Рассказу Толстого предпослано восемь евангельских эпиграфов, задающих планку оценки происходящего и предопределяющих развитие сюжета; название рассказа «Чем люди живы» и слова Ангела в XII главе о том, что надо любить друг друга, — парафраз эпиграфов. Ангел дал ответ на вопрос, вынесенный в название рассказа и ставший, по словам В. Н. Аношкиной-Касаткиной, третьим великим вопросом русской литературы — вопросом о сакральных основах жизни человеческого рода [2, 16].

В первых двух эпиграфах рассказа Толстого:

Мы знаем, что перешли из смерти в жизнь, потому что любим братьев: не любящий брата пребывает в смерти (1 Посл. Иоан. III, 14).

А кто имеет достаток в мире, но, видя брата своего в нужде, затворяет от него сердце свое: как пребывает в том любовь Божия? (III, 17) —

говорится, что тот, кто затворяет сердце от любви, пребывает в смерти. На лице Семена, проявившего жестокосердие, Ангел увидел печать смерти. Когда Матрена хотела выгнать странника,

Ангел почувствовал, что мертвый дух шел из ее рта, и не мог продохнуть от смрада смерти. Семен и Матрена устыдились своей черствости и корысти, и в их лицах Ангел узнал Бога.

В рассказе «Чем люди живы» семантика чисел 6 и 12 совпадает с библейской нумерологической символикой. Шесть лет Ангел провел в доме Семена, прежде чем усвоил Слово Божие. В Библии шесть — число творения и совершенства, символ силы, величия, мудрости, любви, милости и справедливости; Бог создал мир за шесть дней, человек был сотворен на шестой день. В рассказе Толстого 12 глав. В Библии число двенадцать представляет организацию космоса (12 месяцев, 12 часов дня и ночи), воплощает законченность Божественного круга, вращающего Вселенную; символика этого числа связана с образом Небесного Иерусалима, на 12 воротах которого стоят 12 Ангелов, а на стене, покоящейся на 12 основаниях, сияют имена 12 Апостолов. В XII главе, став свидетелями вознесения Ангела, Семен с женой и детьми были потрясены эпифанией; эта сцена сродни созданию нового человека.

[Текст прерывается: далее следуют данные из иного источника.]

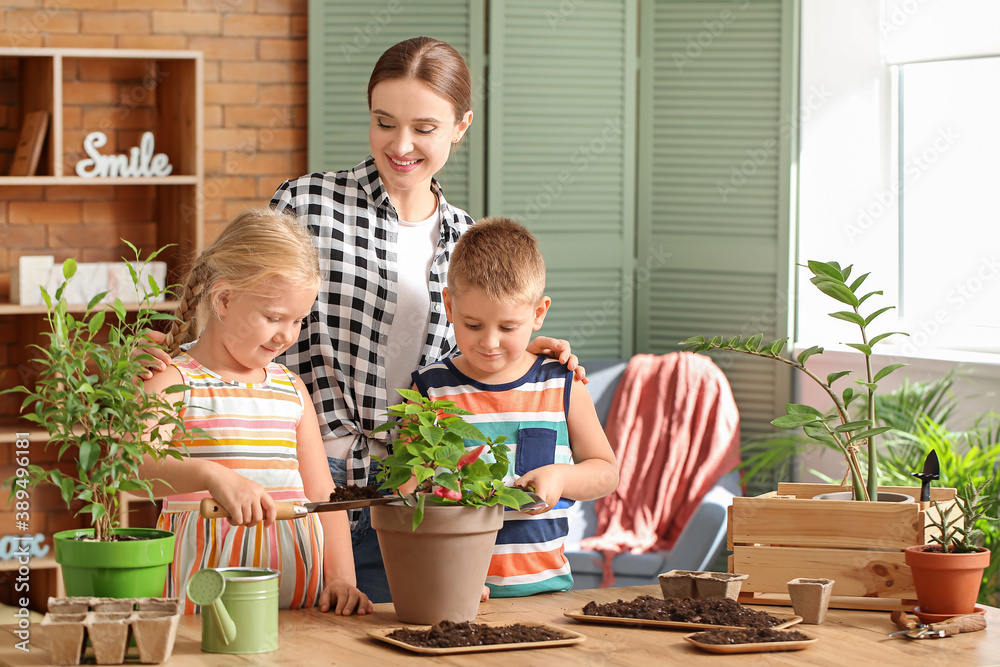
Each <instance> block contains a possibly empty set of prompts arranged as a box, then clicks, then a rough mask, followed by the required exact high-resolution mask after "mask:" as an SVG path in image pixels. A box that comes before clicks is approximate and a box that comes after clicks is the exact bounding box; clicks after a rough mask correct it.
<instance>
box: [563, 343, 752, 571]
mask: <svg viewBox="0 0 1000 667" xmlns="http://www.w3.org/2000/svg"><path fill="white" fill-rule="evenodd" d="M605 431H606V432H607V434H608V440H609V441H610V442H611V446H612V448H613V449H614V452H615V456H616V457H617V459H618V465H619V469H620V471H621V480H620V482H619V484H618V489H617V490H616V491H614V492H613V493H611V494H610V495H608V496H606V497H604V498H602V499H600V500H598V501H597V502H596V504H595V510H596V512H597V529H596V532H595V537H589V538H586V539H584V540H582V542H581V547H583V548H585V549H592V550H596V551H602V552H604V561H605V562H604V569H605V577H604V578H605V582H606V583H610V581H611V580H613V575H611V567H610V563H611V560H612V558H613V557H614V556H615V555H616V554H618V553H622V552H631V553H644V552H647V551H656V550H660V549H670V548H671V547H672V546H673V545H674V542H675V541H676V540H677V538H678V536H680V534H681V531H682V530H683V529H684V526H685V525H686V524H687V522H688V519H690V518H691V515H692V514H694V512H695V510H696V509H698V505H699V503H700V502H701V499H702V497H704V495H705V494H706V493H707V492H708V491H709V490H710V489H711V488H712V487H713V486H714V485H715V483H716V482H717V481H718V480H719V478H720V477H722V475H724V474H725V473H727V472H729V471H730V470H732V469H733V468H734V467H735V466H736V465H738V464H739V462H740V454H739V441H740V427H739V412H738V411H737V409H736V403H735V401H734V400H733V394H732V391H731V390H730V388H729V382H728V381H727V380H726V376H725V375H724V374H723V373H722V371H721V370H720V369H719V367H718V366H716V365H715V364H714V363H713V362H712V360H711V359H709V358H708V357H707V356H704V355H700V354H691V353H688V352H674V353H671V354H665V355H662V356H656V355H652V354H642V355H636V356H634V357H632V359H631V360H630V361H629V363H628V366H626V368H625V372H624V374H623V375H622V378H621V381H620V382H619V383H618V390H617V392H616V393H615V397H614V400H613V401H612V404H611V411H610V413H609V414H608V419H607V426H606V428H605Z"/></svg>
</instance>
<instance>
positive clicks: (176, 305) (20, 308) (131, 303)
mask: <svg viewBox="0 0 1000 667" xmlns="http://www.w3.org/2000/svg"><path fill="white" fill-rule="evenodd" d="M178 305H179V303H178V302H177V301H176V300H170V301H160V302H158V303H153V304H150V306H149V307H150V308H152V309H153V310H159V311H163V312H170V311H172V310H176V308H177V306H178ZM124 306H125V310H126V311H128V312H130V313H133V312H135V311H137V310H139V309H140V308H141V307H142V306H141V305H140V304H138V303H126V304H124ZM66 310H67V312H70V313H85V312H87V304H85V303H79V304H70V305H69V307H68V308H67V309H66ZM104 310H111V305H110V304H104ZM47 312H48V310H47V309H46V307H45V304H41V305H38V306H21V305H19V304H16V303H0V315H45V314H46V313H47Z"/></svg>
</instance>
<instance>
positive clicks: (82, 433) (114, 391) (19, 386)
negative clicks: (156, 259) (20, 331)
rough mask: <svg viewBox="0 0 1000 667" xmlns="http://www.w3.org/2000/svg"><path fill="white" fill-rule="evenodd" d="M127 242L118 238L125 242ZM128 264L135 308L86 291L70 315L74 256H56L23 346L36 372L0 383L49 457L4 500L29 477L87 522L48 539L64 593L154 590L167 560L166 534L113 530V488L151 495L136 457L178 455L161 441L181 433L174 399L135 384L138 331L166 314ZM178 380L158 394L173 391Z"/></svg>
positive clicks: (14, 487) (118, 505) (115, 490)
mask: <svg viewBox="0 0 1000 667" xmlns="http://www.w3.org/2000/svg"><path fill="white" fill-rule="evenodd" d="M126 243H128V242H126ZM128 245H129V247H130V248H131V249H132V250H133V251H134V252H135V254H136V255H135V256H136V262H135V263H129V264H128V266H129V270H130V272H131V275H132V280H133V282H134V284H135V286H136V288H137V292H138V293H140V294H144V296H143V297H142V298H143V300H142V302H141V303H140V304H139V308H138V310H137V311H135V312H129V311H128V309H127V307H126V306H125V304H124V303H122V301H121V300H120V299H116V300H115V302H114V303H113V304H112V305H111V306H110V307H105V306H104V305H103V304H102V303H101V301H102V299H103V298H104V297H105V295H106V293H101V294H98V295H96V296H95V297H93V298H92V299H91V300H90V302H89V303H88V304H87V307H86V312H85V313H84V314H83V315H81V316H77V315H74V314H73V313H72V312H71V310H72V309H71V308H70V305H69V304H68V303H67V299H66V296H65V294H66V286H67V283H68V282H69V280H70V279H72V278H73V276H74V274H75V273H76V261H75V260H73V259H67V260H66V261H65V262H64V263H63V267H62V270H63V276H64V278H65V282H63V284H62V285H61V286H60V287H59V288H58V289H56V291H55V294H54V295H50V294H49V293H48V292H47V291H46V290H45V289H44V288H42V297H43V299H44V301H45V305H46V309H47V316H46V320H47V322H48V325H49V331H48V332H46V333H45V334H44V335H45V336H46V337H47V339H48V341H47V344H46V345H34V346H32V347H33V348H34V349H35V350H36V351H37V353H38V356H37V358H35V359H33V360H32V367H33V369H34V370H35V371H36V373H37V374H36V375H35V376H34V377H33V378H32V382H30V383H26V384H25V385H22V386H18V387H14V388H11V389H8V390H6V392H5V393H7V392H13V393H22V394H24V399H23V402H22V406H21V417H22V418H23V419H25V420H27V421H28V422H32V423H33V424H35V425H36V426H38V427H39V428H40V429H41V430H43V431H44V432H45V433H46V435H47V441H46V444H45V446H46V448H49V449H53V450H55V451H56V452H57V459H58V461H59V463H58V464H55V465H52V466H51V467H43V466H39V465H29V466H27V467H26V468H23V469H21V470H19V471H18V473H19V474H18V475H17V476H15V477H12V478H11V479H9V480H7V484H8V485H9V488H10V497H11V499H12V500H14V499H19V498H21V497H22V495H23V494H26V493H27V492H28V491H29V490H30V489H32V488H34V487H36V486H38V485H39V484H52V485H54V486H55V487H56V488H58V489H59V492H60V494H61V496H62V500H63V501H64V502H65V503H66V507H67V509H69V510H70V511H73V512H75V514H77V515H86V516H87V517H89V520H90V524H91V528H87V529H76V530H67V531H62V532H59V533H56V534H55V535H54V536H53V537H54V541H55V552H56V561H57V562H58V563H60V565H61V566H62V574H63V581H64V583H65V588H66V593H67V594H68V595H70V596H101V597H157V596H161V595H162V594H163V586H164V581H165V578H166V574H167V566H168V565H169V564H170V562H171V561H172V560H173V551H174V535H173V534H172V533H169V532H166V531H160V530H154V529H147V528H118V524H119V520H118V509H119V500H120V494H122V493H125V492H131V493H139V494H142V495H145V496H148V497H149V498H150V500H152V499H153V494H152V489H151V480H144V479H142V478H141V477H140V476H139V474H138V467H139V464H140V463H141V462H142V460H143V456H144V455H150V456H152V457H153V458H155V459H160V458H162V457H164V456H175V457H179V456H181V453H180V452H179V451H178V450H177V448H175V447H168V446H167V445H168V444H169V441H170V438H171V436H170V435H169V434H170V433H172V432H175V431H176V432H180V433H185V432H186V431H185V427H184V424H183V422H182V421H181V420H180V419H179V418H178V417H177V413H178V412H179V409H180V408H181V407H182V406H183V402H182V401H181V402H179V403H177V404H172V403H171V402H169V400H167V399H165V398H163V397H158V396H156V395H151V394H147V393H146V392H144V391H143V387H142V382H141V380H140V378H141V375H142V373H143V372H144V370H145V368H146V366H147V363H148V362H149V361H150V356H149V354H148V352H146V350H148V348H149V346H150V345H151V343H150V341H149V340H148V339H147V338H145V336H144V333H145V332H146V331H147V330H149V329H150V328H151V327H152V326H153V324H154V322H156V321H158V320H163V319H168V318H171V317H172V316H171V315H168V314H165V313H161V312H158V311H157V310H155V309H154V308H153V307H152V303H153V301H154V300H156V299H157V298H158V297H159V296H160V295H161V294H162V293H164V290H163V289H161V288H160V287H159V286H158V285H157V284H156V282H155V280H153V279H152V278H150V280H149V286H148V288H147V287H146V286H144V285H142V286H141V285H140V275H142V267H143V266H144V265H145V264H146V263H148V262H149V261H152V260H153V259H154V258H155V257H156V255H157V254H158V253H159V251H158V252H157V253H153V254H152V255H151V256H150V257H148V258H147V259H146V260H145V261H143V262H139V253H138V251H137V250H136V248H135V247H134V246H132V245H131V244H128ZM184 389H185V387H184V386H183V385H180V386H177V387H172V388H171V389H170V390H169V391H168V392H167V393H176V392H180V391H183V390H184ZM22 470H23V472H22Z"/></svg>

В Х1-Х11 главах при воспроизведении речи Ангела и описании его поведения 29 предложений начинаются с союза и, который, как и в Евангелии, подчеркивает логическую последовательность происходящего, создает вневременной контекст и сообщает торжественный ритм повествованию. В XI главе с союза и начинаются 20 предложений (из 47), из них в 18 предложениях воспроизведена речь Ангела:

И увидал я впервой смертное лицо человеческое <...>, и страшно мне стало это лицо <...>. И вдруг муж ее напомнил ей о Боге, и женщина вдруг переменилась. И когда она подала нам ужинать, <...> она была живая, и я и в ней узнал Бога. <...> И обрадовался я <...>, и улыбнулся в первый раз (25, 23-24).

В XII главе с союза и начинаются 9 предложений (из 18), из них 7 предложений исходят от рассказчика. Описание Ангела исполнено религиозного пафоса:

И запел Ангел хвалу Богу, и от голоса его затряслась изба. И раздвинулся потолок, и встал огненный столб от земли до

неба. <...> И распустились у Ангела за спиной крылья, и поднялся он на небо (25, 25).

«Чем люди живы» приобретает черты притчи, повествующей об осознании человеком Слова Божия.

В рассказе «Где любовь, там и Бог» присутствуют: 1) вне-сценические евангельские персонажи; 2) безымянные простонародные персонажи; 3) герои, названные по имени: сапожник Мартын Авдеич, дворник Степаныч; внесценические персонажи Капитошка и Аксютка; 4) Спаситель, Которого удостоился принять Авдеич. Большинство евангельских персонажей выступают без онима: сотник, сын вдовы, ученики Иоанновы, богатый фарисей, женщина-грешница (= женщина), хозяин, оброчник, должник. Безымянные простонародные толстовские персонажи названы по 1) семейному статусу: мальчик (= сынишка, любимый единственный сын), жена, сестра, дети, внучата, дочь, бабушка; 2) профессии: булочник, водовоз, городовой, солдат, дворник, фонарщик; 3) гендерному и возрастному признакам: женщина, ребенок (= ребеночек, детище), старуха-торговка, мальчишка (= мальчик), старик (= дедушка); 4) социальному статусу и степени знакомства: купчиха, хозяин, хозяин из соседнего дома, соседний купец, хозяйка; знакомые, знакомый человек, наша бабочка, чужие, женщина чужая, земляк-старичок; 5) чину мирянской святости: Божий человек. Характеристика безымянных толстовских персонажей включает: 1) минимум информации биографического плана (чего не было в рассказе «Чем люди живы»): напр., земляк-старичок сказал Авдеичу, как надо жить; 2) указание на обувь, по которой сапожник распознавал идущих мимо людей, и на их одежду: новые валенки, обшитые старые валенки, казенные сапоги, чищенные калоши, свои сапоги, деревенские башмаки, рваный картуз, шерстяные чулки, одежа летняя да и плохая.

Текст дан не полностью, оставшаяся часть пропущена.